The company also wants to buy two Romanian copper mines to have the raw material for the copper smelters, and there are talks with the Romanian government for two mines and an investment plan of US$370 million for both of them.

==Controversy==
In 2006 Cuprom won the bid for Serbian company RTB Bor with a total price of US$400 million and certain investments of US$150 million but due to Cuprom's inability to pay the asking price of US$400 million for RTB Bor, the Serbian government annexed the privatization. In November 2007, RTB Bor was sold to Austrian A-TEC for an even greater price of US$466 million, with a further US$273 million in investments, who in the end could not pay the price as well.

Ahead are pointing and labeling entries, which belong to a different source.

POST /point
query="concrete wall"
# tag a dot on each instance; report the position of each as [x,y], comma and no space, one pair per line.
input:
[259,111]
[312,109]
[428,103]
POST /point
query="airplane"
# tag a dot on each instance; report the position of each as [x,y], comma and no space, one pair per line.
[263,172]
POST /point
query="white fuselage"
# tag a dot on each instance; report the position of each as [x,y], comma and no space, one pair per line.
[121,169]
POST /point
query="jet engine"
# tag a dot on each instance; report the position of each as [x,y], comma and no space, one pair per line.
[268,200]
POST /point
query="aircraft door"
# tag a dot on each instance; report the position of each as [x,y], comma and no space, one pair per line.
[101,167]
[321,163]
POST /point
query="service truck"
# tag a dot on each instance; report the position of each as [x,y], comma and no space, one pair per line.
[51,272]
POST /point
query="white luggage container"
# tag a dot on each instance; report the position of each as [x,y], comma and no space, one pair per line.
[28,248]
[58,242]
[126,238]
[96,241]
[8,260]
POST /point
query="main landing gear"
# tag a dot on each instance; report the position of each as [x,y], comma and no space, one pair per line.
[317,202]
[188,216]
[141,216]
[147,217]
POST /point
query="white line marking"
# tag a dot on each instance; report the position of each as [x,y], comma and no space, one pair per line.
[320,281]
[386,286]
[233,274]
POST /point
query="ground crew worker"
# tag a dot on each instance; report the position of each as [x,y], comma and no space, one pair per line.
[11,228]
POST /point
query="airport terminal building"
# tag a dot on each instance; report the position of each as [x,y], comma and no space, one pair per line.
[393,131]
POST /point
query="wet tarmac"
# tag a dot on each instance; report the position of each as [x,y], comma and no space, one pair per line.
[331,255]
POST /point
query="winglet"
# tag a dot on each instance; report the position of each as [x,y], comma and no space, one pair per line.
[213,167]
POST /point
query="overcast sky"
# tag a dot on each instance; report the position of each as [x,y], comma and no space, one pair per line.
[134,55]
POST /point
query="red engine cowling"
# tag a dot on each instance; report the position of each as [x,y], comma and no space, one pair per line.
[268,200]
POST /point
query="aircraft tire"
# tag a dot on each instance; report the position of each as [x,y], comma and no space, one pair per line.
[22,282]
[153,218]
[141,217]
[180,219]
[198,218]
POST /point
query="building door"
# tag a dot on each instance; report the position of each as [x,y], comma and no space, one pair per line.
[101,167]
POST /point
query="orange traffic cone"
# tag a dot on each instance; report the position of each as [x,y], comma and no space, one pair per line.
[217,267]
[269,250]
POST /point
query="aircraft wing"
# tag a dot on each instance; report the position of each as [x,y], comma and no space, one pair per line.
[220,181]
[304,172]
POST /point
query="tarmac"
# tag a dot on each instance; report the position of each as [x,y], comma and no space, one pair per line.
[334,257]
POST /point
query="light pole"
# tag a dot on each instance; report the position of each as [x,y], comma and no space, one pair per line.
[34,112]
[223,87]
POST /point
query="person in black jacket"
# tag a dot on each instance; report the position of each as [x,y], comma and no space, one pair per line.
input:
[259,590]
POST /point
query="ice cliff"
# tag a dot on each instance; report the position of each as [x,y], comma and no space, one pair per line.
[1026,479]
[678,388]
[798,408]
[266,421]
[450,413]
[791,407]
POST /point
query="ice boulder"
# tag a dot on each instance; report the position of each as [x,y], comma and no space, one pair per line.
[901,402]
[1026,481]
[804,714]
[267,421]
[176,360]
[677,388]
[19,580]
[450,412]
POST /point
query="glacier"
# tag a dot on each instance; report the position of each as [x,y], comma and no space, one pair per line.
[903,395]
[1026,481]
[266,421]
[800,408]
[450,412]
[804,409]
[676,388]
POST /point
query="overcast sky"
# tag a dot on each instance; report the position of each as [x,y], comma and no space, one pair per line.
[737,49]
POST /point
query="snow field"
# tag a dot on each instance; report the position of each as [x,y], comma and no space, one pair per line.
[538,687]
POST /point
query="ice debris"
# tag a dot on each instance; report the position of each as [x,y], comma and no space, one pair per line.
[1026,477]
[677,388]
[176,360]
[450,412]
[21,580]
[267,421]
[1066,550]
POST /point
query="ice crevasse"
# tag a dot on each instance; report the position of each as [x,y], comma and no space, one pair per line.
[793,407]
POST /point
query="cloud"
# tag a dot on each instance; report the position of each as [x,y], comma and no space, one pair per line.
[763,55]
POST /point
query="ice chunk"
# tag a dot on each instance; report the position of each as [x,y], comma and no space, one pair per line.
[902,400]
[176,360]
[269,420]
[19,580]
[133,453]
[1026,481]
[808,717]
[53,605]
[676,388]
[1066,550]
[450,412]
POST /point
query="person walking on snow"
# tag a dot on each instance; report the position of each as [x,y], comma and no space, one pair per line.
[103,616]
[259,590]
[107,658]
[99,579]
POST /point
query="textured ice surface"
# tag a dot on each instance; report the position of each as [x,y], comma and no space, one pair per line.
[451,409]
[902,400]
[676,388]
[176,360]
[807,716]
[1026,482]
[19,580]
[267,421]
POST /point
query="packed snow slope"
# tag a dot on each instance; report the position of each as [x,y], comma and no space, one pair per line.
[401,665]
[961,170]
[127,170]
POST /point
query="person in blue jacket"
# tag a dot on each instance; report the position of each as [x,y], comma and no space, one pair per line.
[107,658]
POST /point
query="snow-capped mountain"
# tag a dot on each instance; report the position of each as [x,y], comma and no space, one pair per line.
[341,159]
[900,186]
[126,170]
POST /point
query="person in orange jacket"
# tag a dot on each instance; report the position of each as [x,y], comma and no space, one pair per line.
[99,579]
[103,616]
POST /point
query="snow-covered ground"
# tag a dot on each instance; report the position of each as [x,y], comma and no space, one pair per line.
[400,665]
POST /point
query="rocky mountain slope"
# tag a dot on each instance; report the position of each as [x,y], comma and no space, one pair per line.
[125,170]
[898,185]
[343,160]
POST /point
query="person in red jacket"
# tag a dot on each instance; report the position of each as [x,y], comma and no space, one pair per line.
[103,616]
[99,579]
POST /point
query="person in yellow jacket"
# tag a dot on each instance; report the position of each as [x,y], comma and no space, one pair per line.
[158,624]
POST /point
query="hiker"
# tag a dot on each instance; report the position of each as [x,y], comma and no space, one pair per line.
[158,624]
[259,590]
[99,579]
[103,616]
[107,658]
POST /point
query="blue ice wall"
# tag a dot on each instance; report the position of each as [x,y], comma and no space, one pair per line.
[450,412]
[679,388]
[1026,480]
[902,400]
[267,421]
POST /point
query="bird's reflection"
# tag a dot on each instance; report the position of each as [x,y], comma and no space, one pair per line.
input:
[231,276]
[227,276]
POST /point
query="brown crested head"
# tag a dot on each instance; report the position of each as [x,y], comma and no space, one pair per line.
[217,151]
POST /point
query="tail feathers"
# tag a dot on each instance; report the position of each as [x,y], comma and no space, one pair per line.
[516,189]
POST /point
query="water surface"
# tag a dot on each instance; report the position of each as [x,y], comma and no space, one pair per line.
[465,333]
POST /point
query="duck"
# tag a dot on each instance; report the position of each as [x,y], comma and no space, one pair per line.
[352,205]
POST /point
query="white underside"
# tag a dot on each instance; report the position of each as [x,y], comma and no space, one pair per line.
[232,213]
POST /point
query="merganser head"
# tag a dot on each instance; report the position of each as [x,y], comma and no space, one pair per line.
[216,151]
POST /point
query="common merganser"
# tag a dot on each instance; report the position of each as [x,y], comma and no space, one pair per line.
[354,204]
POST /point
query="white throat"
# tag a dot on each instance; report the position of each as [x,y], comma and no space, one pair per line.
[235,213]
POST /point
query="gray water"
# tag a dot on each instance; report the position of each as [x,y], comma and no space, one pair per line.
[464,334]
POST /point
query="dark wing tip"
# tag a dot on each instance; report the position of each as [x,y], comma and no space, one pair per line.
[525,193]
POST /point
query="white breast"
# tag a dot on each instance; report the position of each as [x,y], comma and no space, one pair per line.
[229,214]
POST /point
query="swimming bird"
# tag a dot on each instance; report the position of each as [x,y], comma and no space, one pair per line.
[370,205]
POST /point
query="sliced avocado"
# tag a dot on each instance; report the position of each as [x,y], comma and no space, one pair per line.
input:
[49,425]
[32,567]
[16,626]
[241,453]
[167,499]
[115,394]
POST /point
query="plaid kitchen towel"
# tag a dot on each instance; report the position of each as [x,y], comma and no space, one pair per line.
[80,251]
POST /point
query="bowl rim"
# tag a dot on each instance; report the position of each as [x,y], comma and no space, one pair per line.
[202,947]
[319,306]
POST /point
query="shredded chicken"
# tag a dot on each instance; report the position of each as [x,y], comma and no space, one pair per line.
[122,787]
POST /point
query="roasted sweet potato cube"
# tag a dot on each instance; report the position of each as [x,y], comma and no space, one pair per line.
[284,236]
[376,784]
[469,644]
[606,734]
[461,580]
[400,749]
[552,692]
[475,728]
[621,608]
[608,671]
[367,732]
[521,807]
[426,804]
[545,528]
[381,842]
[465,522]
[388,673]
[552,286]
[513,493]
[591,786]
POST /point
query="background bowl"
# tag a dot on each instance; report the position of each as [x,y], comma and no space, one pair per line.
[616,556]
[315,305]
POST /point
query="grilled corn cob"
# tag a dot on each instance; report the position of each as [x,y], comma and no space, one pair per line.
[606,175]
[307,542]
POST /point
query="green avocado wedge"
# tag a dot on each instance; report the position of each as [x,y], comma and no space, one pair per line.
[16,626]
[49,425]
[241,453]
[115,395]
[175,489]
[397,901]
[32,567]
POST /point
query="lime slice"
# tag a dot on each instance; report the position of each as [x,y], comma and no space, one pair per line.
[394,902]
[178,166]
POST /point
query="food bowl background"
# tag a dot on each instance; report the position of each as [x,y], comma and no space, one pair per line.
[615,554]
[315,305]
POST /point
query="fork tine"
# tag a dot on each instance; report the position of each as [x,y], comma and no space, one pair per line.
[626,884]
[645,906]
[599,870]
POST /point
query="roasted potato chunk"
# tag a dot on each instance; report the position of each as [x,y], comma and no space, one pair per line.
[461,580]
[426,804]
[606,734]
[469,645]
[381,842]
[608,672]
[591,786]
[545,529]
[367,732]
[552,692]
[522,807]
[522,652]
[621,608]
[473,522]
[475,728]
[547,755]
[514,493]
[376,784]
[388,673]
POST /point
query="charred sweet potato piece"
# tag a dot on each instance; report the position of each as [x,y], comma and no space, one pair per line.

In 2013, Daniel Boldor began selling thousands of tons of mining sludge from the then-defunct Cuprom facility in Baia Mare to international metal traders, claiming it was "gold [or copper] concentrate." After several clients claimed their shipments were worthless and that laboratory certificates had been forged, the public prosecutor's office in Constanța filed an indictment against Boldor in June 2018 on charges of money laundering, customs fraud, document forgery, improper collection and transport of hazardous waste, and tax evasion.